POV-Ray: Newsgroups: povray.off-topic: My hypothesis

POV-Ray : Newsgroups : povray.off-topic : My hypothesis		Server Time 28 Oct 2025 11:35:55 EDT (-0400)

<<< Previous 10 Messages

Goto Latest 10 Messages

Next 10 Messages >>>

From: Invisible
Subject: Re: My hypothesis
Date: 7 Sep 2011 05:22:28
Message: <4e6737d4$1@news.povray.org>

On 06/09/2011 09:28 PM, Warp wrote:

>    Hmm, for the compiler to be able to elide the copying and make the changes
> in-place, it would have to know for sure that those nodes that are being
> changed are not being referenced from anywhere else in the program. (Because,
> obviously, if they are referenced by something else, that something else is
> going to see the change although it shouldn't.)
>
>    I'm not sure how a compiler would be able to do that in a complex program
> where nodes and containers are being passed around.

I used to think that the compiler magically performed these kinds of 
optimisation somehow. I've gradually learned that this isn't the case.

Oh, sure, if you write one function that puts some data into a box, and 
another function that immediately takes the data out of that box again, 
the box will probably be optimised away. But for something like updating 
a list / tree / whatever, it's usually not feasible to optimise out the 
copying.

(There /are/ frameworks designed to spot long chains of container 
manipulations and inline them into a giant nested loop.
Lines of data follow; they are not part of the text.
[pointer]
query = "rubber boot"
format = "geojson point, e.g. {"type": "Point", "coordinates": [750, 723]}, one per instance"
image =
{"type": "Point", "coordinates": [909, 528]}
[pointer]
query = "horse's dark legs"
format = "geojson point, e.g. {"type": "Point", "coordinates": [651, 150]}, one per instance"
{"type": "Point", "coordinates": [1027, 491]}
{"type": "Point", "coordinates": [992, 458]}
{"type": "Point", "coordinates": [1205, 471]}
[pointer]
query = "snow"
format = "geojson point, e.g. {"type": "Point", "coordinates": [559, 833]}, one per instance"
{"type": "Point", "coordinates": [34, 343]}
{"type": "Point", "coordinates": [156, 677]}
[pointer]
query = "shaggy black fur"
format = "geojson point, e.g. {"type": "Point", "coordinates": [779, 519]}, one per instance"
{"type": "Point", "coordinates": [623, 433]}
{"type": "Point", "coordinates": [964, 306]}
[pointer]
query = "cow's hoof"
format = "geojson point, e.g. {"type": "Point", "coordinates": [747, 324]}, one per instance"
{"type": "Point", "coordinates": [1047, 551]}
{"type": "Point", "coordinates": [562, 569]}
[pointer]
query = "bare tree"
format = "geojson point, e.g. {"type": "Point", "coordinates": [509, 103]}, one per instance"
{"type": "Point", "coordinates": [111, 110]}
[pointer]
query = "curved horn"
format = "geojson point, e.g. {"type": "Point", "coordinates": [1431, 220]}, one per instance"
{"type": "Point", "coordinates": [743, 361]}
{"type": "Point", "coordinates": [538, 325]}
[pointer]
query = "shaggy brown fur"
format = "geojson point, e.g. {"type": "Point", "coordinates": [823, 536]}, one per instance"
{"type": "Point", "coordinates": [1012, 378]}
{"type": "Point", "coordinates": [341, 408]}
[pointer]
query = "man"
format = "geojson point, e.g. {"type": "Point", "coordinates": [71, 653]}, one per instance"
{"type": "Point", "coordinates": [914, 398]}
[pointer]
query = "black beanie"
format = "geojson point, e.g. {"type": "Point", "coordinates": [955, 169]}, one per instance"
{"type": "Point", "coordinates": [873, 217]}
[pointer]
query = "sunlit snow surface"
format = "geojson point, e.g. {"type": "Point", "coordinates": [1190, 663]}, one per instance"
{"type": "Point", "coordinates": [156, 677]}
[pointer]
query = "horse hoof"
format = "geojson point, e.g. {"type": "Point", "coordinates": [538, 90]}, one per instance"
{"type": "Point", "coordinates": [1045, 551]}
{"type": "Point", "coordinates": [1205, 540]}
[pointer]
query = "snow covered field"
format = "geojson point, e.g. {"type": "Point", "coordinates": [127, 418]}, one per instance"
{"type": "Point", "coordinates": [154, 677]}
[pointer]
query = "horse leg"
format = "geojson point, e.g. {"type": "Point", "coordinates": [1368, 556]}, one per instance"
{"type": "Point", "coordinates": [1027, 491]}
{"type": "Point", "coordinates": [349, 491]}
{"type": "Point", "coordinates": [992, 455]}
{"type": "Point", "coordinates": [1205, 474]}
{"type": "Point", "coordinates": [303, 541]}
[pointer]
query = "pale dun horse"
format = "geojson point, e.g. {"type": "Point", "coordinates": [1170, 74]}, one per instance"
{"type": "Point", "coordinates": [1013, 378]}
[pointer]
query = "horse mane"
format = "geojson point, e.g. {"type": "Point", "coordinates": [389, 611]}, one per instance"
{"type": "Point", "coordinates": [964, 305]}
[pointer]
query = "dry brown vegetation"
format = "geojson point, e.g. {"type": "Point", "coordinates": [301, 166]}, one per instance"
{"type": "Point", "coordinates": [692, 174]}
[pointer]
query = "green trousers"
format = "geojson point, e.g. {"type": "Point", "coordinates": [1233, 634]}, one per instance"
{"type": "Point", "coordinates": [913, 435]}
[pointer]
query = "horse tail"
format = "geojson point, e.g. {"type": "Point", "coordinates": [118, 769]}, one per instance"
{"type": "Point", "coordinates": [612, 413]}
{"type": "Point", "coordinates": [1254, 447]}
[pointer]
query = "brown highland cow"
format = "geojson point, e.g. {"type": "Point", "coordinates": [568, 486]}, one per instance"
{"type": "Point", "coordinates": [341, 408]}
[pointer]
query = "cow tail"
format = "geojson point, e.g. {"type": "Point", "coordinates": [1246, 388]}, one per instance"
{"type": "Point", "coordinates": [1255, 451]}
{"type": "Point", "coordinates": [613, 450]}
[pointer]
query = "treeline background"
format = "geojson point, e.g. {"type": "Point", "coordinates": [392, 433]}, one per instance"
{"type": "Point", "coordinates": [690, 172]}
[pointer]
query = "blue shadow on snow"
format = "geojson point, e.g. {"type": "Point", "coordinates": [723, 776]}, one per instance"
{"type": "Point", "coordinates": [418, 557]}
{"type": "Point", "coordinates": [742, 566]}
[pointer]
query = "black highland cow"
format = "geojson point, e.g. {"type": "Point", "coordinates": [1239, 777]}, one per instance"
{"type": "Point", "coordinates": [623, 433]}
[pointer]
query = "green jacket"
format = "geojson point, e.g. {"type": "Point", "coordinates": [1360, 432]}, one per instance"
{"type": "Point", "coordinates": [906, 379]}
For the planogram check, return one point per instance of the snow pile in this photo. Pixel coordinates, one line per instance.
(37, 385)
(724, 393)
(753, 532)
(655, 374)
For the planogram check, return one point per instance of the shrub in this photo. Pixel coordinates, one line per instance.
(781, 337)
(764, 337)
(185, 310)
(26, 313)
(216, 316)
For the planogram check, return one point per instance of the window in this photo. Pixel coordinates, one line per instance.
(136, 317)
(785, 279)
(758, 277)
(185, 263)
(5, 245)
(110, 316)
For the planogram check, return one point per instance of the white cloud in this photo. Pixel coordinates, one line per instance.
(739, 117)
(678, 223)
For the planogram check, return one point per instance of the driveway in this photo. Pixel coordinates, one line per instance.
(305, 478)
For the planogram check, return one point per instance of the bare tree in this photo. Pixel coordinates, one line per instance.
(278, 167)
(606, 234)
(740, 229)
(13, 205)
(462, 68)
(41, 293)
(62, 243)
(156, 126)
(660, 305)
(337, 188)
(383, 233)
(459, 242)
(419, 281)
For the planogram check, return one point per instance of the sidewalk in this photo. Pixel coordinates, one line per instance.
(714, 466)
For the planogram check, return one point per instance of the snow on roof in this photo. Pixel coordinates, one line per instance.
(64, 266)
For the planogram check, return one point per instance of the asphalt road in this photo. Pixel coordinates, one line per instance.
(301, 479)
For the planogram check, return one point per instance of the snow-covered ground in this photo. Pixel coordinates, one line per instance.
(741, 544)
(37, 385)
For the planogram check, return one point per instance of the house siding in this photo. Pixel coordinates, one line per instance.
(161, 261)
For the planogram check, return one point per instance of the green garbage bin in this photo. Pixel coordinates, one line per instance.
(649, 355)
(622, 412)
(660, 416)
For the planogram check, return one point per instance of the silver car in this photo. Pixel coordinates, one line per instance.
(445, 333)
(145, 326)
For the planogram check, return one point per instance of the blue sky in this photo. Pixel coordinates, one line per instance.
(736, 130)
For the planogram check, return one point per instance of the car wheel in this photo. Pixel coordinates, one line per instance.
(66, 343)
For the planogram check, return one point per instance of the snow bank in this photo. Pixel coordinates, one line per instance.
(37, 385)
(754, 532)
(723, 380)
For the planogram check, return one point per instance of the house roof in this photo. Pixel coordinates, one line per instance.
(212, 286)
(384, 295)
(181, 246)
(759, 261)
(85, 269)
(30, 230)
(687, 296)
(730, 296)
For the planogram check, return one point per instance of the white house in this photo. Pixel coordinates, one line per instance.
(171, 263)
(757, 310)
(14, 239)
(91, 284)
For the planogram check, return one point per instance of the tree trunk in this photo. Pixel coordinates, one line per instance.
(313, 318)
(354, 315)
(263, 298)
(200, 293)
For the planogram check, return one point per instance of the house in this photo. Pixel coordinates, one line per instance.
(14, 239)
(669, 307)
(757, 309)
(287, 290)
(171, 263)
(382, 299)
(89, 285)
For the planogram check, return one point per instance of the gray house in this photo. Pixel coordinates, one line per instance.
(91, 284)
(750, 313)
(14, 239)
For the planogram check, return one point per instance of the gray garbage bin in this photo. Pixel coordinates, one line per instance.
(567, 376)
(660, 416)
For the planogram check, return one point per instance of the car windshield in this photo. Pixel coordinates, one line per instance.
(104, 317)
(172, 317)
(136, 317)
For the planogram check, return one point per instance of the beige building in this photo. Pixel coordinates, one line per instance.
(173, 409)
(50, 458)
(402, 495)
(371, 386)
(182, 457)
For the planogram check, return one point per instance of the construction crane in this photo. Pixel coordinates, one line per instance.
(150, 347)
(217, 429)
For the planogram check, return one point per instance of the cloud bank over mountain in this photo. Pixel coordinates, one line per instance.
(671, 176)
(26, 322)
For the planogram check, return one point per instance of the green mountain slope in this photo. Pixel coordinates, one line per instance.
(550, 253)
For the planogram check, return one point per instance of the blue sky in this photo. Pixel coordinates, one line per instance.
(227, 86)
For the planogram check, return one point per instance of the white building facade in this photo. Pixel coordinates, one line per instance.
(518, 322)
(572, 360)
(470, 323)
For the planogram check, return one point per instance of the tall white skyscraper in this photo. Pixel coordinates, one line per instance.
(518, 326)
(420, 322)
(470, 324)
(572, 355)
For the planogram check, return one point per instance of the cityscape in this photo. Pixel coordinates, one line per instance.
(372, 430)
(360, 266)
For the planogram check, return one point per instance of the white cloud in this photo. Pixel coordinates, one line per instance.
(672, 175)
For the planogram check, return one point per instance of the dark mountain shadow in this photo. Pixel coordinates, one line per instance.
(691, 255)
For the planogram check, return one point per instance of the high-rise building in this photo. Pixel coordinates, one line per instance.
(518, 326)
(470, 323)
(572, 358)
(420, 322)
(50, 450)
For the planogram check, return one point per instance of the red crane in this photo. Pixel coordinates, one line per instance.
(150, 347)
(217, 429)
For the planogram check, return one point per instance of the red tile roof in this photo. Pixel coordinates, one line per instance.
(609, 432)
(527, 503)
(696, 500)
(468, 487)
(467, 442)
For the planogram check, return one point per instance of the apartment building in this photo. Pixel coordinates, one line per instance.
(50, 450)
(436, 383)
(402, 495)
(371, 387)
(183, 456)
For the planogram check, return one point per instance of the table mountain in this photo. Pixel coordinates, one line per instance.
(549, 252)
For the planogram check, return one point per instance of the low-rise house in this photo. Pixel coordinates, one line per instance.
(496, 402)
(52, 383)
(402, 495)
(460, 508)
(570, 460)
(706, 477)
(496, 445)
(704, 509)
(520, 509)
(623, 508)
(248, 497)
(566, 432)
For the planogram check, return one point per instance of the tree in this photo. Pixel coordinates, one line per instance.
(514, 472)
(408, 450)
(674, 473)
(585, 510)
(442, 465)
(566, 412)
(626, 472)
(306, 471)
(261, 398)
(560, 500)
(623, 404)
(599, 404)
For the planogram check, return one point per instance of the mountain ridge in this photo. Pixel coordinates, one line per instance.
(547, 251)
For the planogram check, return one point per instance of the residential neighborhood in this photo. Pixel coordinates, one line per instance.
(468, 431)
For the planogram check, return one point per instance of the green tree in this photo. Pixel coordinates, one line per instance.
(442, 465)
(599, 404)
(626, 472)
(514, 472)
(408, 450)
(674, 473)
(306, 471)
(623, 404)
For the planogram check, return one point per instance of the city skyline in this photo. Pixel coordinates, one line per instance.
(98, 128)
But that's not 
compiler magic, that's clever user-level programming. The example I 
posted contains no such magic.)

>    (Of course the copying is not a big deal if each node contains eg. a
> couple of integers. However, it begins to matter if they contain for example
> large strings, which isn't all that unusual.)

Let us be clear about exactly what is copied:

If you have a heap which contains N internal nodes (since there is only 
"one" leaf node, shared by all heaps in the program) and you insert a 
new item into that heap, then O(log N) new heap nodes get constructed. 
Each [internal] heap node consists of 4 pointers. One points to 
something resembling a vtable [that's how you can tell Node and Leaf 
apart], one points to the datum, and the other two point to the child nodes.

So copying an internal node amounts to copying (and possibly altering) 4 
pointers. This /regardless/ of the type of data the heap holds. Even if 
it holds arbitrary-precision integers, you're still only copying 4 
pointers. The integers haven't changed, and so are not copied.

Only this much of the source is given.